Por Rheberny Oliveira, Conselheiro de Administração Representante dos Funcionários do Banco
do Nordeste, Gerente Empresarial e Especialista em Controladoria e Finanças
As relações de trabalho são fluidas e vem se modificando ao longo do tempo de acordo com as necessidades e características de cada sociedade e período histórico. Disputas, negociações e acordos entre organizações e funcionários fazem parte dessa dinâmica, porém esse momento de pandemia propiciou uma mudança abrupta nessas relações. Em poucos meses, o mundo empresarial foi desafiado a viabilizar, em escala, uma modalidade de trabalho que já permeava o meio corporativo como tendência. Ancorado nas tecnologias da informação e da comunicação, o teletrabalho tornou-se opção imperativa para conciliar a ciranda econômica com as urgentes orientações de distanciamento social, trazendo à tona uma série de reflexões sobre oportunidades e riscos dessa modalidade para trabalhadores, empresas e sociedade.
Se para as empresas, a redução dos custos fixos com imóveis e com despesas representa uma vantagem efetiva do teletrabalho, para os empregados, o aumento da qualidade de vida e da produtividade, a autogestão do tempo, a maior proximidade com a família, o prolongamento da carreira e o aumento das oportunidades representam algumas das oportunidades que podem ser associadas a essa modalidade laboral. Nesse contexto, efeitos benéficos também podem ser percebidos pela sociedade, posto que a redução do deslocamento trabalho-residência tende a gerar impactos positivos no trânsito, no ordenamento urbano e no meio ambiente.
Por outro lado, é necessário compreender que esse conjunto de oportunidades carrega em si também alguns riscos, principalmente para os trabalhadores. A expansão do teletrabalho tende a fomentar um maior isolamento e individualismo dos empregados, além de sujeita-los à indissociabilidade de percepção entre o trabalho e o lar. Também são apontados como alguns fatores de risco o aumento das despesas domésticas com energia, alimentação, higienização, etc. e a falta de estrutura tecnológica e ergonômica. Estudos apontam que a percepção dos trabalhadores quanto a essas oportunidades e riscos não é homogênea, variando ao sabor de suas experiências individuais e de um conjunto de fatores de difícil parametrização.

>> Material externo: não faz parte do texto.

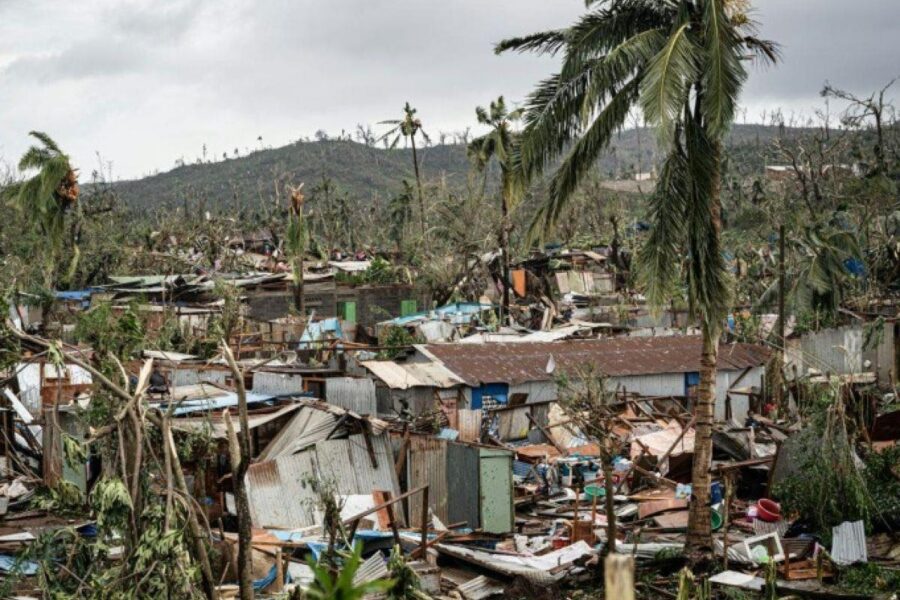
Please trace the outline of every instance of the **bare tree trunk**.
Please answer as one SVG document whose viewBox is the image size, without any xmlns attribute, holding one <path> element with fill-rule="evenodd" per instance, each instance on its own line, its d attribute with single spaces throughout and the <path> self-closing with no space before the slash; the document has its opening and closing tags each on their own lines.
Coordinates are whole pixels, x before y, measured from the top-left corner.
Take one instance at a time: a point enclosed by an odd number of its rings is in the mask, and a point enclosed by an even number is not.
<svg viewBox="0 0 900 600">
<path fill-rule="evenodd" d="M 416 153 L 416 136 L 409 136 L 413 148 L 413 170 L 416 173 L 416 187 L 419 191 L 419 222 L 422 226 L 422 240 L 425 240 L 425 196 L 422 195 L 422 177 L 419 175 L 419 155 Z"/>
<path fill-rule="evenodd" d="M 509 325 L 512 322 L 509 315 L 509 204 L 505 193 L 500 198 L 500 214 L 500 260 L 503 261 L 503 315 L 500 324 Z M 506 318 L 506 323 L 503 322 L 503 317 Z"/>
<path fill-rule="evenodd" d="M 703 354 L 700 358 L 700 386 L 694 414 L 697 417 L 694 465 L 691 473 L 691 502 L 688 516 L 687 551 L 699 556 L 712 547 L 710 523 L 710 474 L 712 426 L 716 406 L 716 361 L 719 352 L 717 327 L 702 324 Z"/>
<path fill-rule="evenodd" d="M 613 495 L 616 493 L 613 485 L 613 468 L 610 457 L 603 457 L 603 488 L 606 491 L 604 500 L 606 503 L 606 552 L 613 554 L 616 551 L 616 503 Z"/>
<path fill-rule="evenodd" d="M 306 297 L 303 293 L 303 257 L 294 259 L 294 309 L 306 318 Z"/>
<path fill-rule="evenodd" d="M 244 476 L 250 467 L 250 426 L 247 416 L 247 391 L 244 389 L 244 374 L 234 361 L 234 356 L 231 354 L 231 349 L 225 340 L 222 340 L 222 354 L 225 356 L 225 360 L 228 362 L 231 374 L 235 380 L 235 388 L 238 394 L 238 414 L 241 423 L 241 431 L 237 435 L 234 432 L 231 417 L 227 412 L 225 413 L 225 424 L 228 428 L 228 447 L 231 455 L 234 503 L 238 519 L 238 579 L 241 600 L 253 600 L 253 532 L 250 523 L 250 500 L 247 498 L 247 488 L 244 485 Z"/>
<path fill-rule="evenodd" d="M 178 458 L 178 450 L 175 448 L 175 439 L 172 437 L 172 430 L 168 428 L 168 422 L 163 421 L 166 427 L 163 431 L 163 443 L 166 446 L 166 452 L 169 454 L 169 460 L 172 464 L 172 471 L 175 473 L 175 483 L 178 490 L 184 496 L 185 500 L 191 498 L 191 491 L 188 489 L 187 482 L 184 479 L 184 471 L 181 470 L 181 461 Z M 197 560 L 200 562 L 200 573 L 203 575 L 203 587 L 205 588 L 206 597 L 215 600 L 218 597 L 216 593 L 216 581 L 212 576 L 212 567 L 209 564 L 209 555 L 206 553 L 206 545 L 203 542 L 203 530 L 200 528 L 200 521 L 197 519 L 197 513 L 193 508 L 185 511 L 190 530 L 190 537 L 194 542 L 194 552 L 197 554 Z"/>
</svg>

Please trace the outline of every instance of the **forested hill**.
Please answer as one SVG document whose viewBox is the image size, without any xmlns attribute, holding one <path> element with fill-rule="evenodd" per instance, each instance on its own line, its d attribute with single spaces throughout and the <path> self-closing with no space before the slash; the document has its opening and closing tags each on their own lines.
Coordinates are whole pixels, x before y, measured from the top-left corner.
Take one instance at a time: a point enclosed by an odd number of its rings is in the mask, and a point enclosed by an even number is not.
<svg viewBox="0 0 900 600">
<path fill-rule="evenodd" d="M 762 163 L 765 148 L 778 135 L 775 127 L 736 125 L 729 146 L 743 162 Z M 466 181 L 470 163 L 462 144 L 435 145 L 419 150 L 423 176 L 434 181 L 445 177 L 448 185 Z M 647 171 L 658 162 L 656 140 L 648 130 L 630 129 L 614 141 L 600 164 L 601 173 L 628 177 Z M 759 165 L 747 165 L 754 168 Z M 365 201 L 394 195 L 403 179 L 412 181 L 412 157 L 408 149 L 385 150 L 351 141 L 297 142 L 262 149 L 214 162 L 198 162 L 143 179 L 116 183 L 120 197 L 132 207 L 166 207 L 192 203 L 198 198 L 211 207 L 247 206 L 270 200 L 275 182 L 306 182 L 307 189 L 324 177 L 350 197 Z"/>
</svg>

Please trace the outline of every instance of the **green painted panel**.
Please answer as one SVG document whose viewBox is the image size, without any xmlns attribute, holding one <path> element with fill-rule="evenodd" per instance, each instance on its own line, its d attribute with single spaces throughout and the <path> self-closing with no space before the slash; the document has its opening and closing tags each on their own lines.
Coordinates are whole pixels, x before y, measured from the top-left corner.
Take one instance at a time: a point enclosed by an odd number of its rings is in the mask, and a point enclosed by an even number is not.
<svg viewBox="0 0 900 600">
<path fill-rule="evenodd" d="M 356 323 L 356 302 L 341 302 L 341 316 L 345 321 Z"/>
<path fill-rule="evenodd" d="M 408 317 L 411 314 L 415 314 L 416 312 L 416 301 L 415 300 L 401 300 L 400 301 L 400 316 Z"/>
<path fill-rule="evenodd" d="M 481 449 L 479 460 L 481 528 L 490 533 L 513 530 L 512 453 Z"/>
</svg>

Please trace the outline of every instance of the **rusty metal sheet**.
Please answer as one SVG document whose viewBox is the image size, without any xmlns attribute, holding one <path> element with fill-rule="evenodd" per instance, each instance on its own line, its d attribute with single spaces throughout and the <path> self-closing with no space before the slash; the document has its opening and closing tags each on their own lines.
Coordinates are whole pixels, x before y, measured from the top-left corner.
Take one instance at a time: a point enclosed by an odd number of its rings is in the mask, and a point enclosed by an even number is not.
<svg viewBox="0 0 900 600">
<path fill-rule="evenodd" d="M 329 404 L 360 415 L 378 412 L 375 382 L 368 378 L 330 377 L 325 380 L 325 400 Z"/>
<path fill-rule="evenodd" d="M 447 489 L 447 440 L 414 435 L 409 438 L 407 477 L 409 488 L 428 486 L 428 506 L 438 519 L 449 523 Z M 409 500 L 409 522 L 418 527 L 422 523 L 422 501 L 416 496 Z"/>
<path fill-rule="evenodd" d="M 440 363 L 398 363 L 390 360 L 369 360 L 361 363 L 389 388 L 406 390 L 411 387 L 451 388 L 463 381 Z"/>
<path fill-rule="evenodd" d="M 470 386 L 484 383 L 550 381 L 560 373 L 593 365 L 621 377 L 700 370 L 700 336 L 567 340 L 513 344 L 428 344 L 420 346 Z M 724 344 L 718 366 L 724 370 L 764 364 L 769 350 L 755 344 Z M 548 372 L 548 364 L 555 368 Z"/>
<path fill-rule="evenodd" d="M 460 408 L 456 411 L 457 424 L 459 426 L 459 441 L 481 441 L 481 419 L 483 413 L 480 409 Z"/>
<path fill-rule="evenodd" d="M 339 416 L 309 406 L 303 407 L 282 427 L 259 455 L 259 460 L 295 454 L 325 439 L 337 424 Z"/>
<path fill-rule="evenodd" d="M 303 452 L 250 465 L 245 482 L 250 518 L 257 528 L 298 529 L 316 524 L 314 455 Z"/>
</svg>

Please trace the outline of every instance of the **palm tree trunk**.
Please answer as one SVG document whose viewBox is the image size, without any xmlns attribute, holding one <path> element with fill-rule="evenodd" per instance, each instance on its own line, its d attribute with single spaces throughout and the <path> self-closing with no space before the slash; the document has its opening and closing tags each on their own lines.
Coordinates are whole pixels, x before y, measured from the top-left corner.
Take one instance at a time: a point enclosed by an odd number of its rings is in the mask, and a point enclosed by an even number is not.
<svg viewBox="0 0 900 600">
<path fill-rule="evenodd" d="M 709 506 L 709 468 L 712 464 L 712 426 L 716 406 L 716 361 L 719 353 L 718 328 L 702 325 L 703 351 L 700 357 L 700 386 L 694 415 L 694 465 L 691 473 L 691 502 L 688 515 L 687 552 L 701 556 L 712 547 Z"/>
<path fill-rule="evenodd" d="M 501 325 L 508 325 L 509 317 L 509 203 L 506 201 L 506 194 L 500 197 L 500 260 L 503 261 L 503 314 L 500 318 Z M 503 322 L 503 318 L 507 322 Z"/>
<path fill-rule="evenodd" d="M 718 141 L 712 142 L 715 172 L 710 189 L 712 236 L 718 239 L 722 231 L 721 149 Z M 718 247 L 718 244 L 716 244 Z M 686 554 L 692 560 L 707 555 L 712 550 L 712 523 L 710 517 L 710 473 L 712 466 L 712 427 L 716 408 L 716 363 L 719 358 L 720 322 L 716 317 L 701 319 L 703 349 L 700 355 L 700 386 L 694 415 L 697 418 L 694 438 L 694 464 L 691 472 L 691 502 L 688 514 Z"/>
<path fill-rule="evenodd" d="M 613 467 L 612 467 L 612 456 L 604 456 L 603 457 L 603 489 L 604 496 L 603 500 L 605 503 L 605 512 L 606 512 L 606 553 L 614 554 L 616 551 L 616 504 L 615 498 L 613 498 L 616 493 L 615 488 L 613 486 Z"/>
<path fill-rule="evenodd" d="M 294 309 L 306 317 L 306 298 L 303 294 L 303 257 L 294 259 Z"/>
<path fill-rule="evenodd" d="M 413 170 L 416 173 L 416 188 L 419 192 L 419 223 L 422 226 L 422 240 L 425 239 L 425 197 L 422 195 L 422 177 L 419 175 L 419 155 L 416 153 L 416 136 L 409 136 L 413 148 Z"/>
</svg>

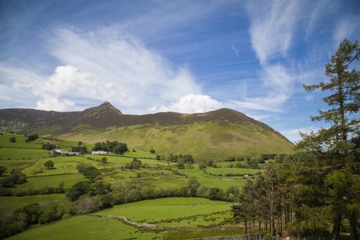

Para além desses riscos individuais que tem a nítida possibilidade de serem mitigados com políticas organizacionais responsáveis, o teletrabalho apresenta um conjunto de ameaças mais abrangente na perspectiva da luta coletiva. Em um cenário político de ataque aos direitos trabalhistas e de insistente fragilização das garantias coletivas, como se dará a mobilização dos trabalhadores em trabalho remoto? Como se fomentar consciência de classe em um ambiente virtualizado? As características socioeconômicas do Brasil, que já carregam uma série de vulnerabilidades, e os exemplos de desobediência empresarial às leis trabalhistas indicam que a expansão do teletrabalho necessita ser precedida de um amplo debate com entidades de classe, parlamentares e sociedade civil organizada. Moderação e diálogo será essencial para construir uma estrutura modal justa e sociologicamente fundamentada que permita explorar as potencialidades do teletrabalho sem que se provoque uma flexibilização predatória de direitos e a fragilização das relações humanas. Esse será um dos grandes desafios do século.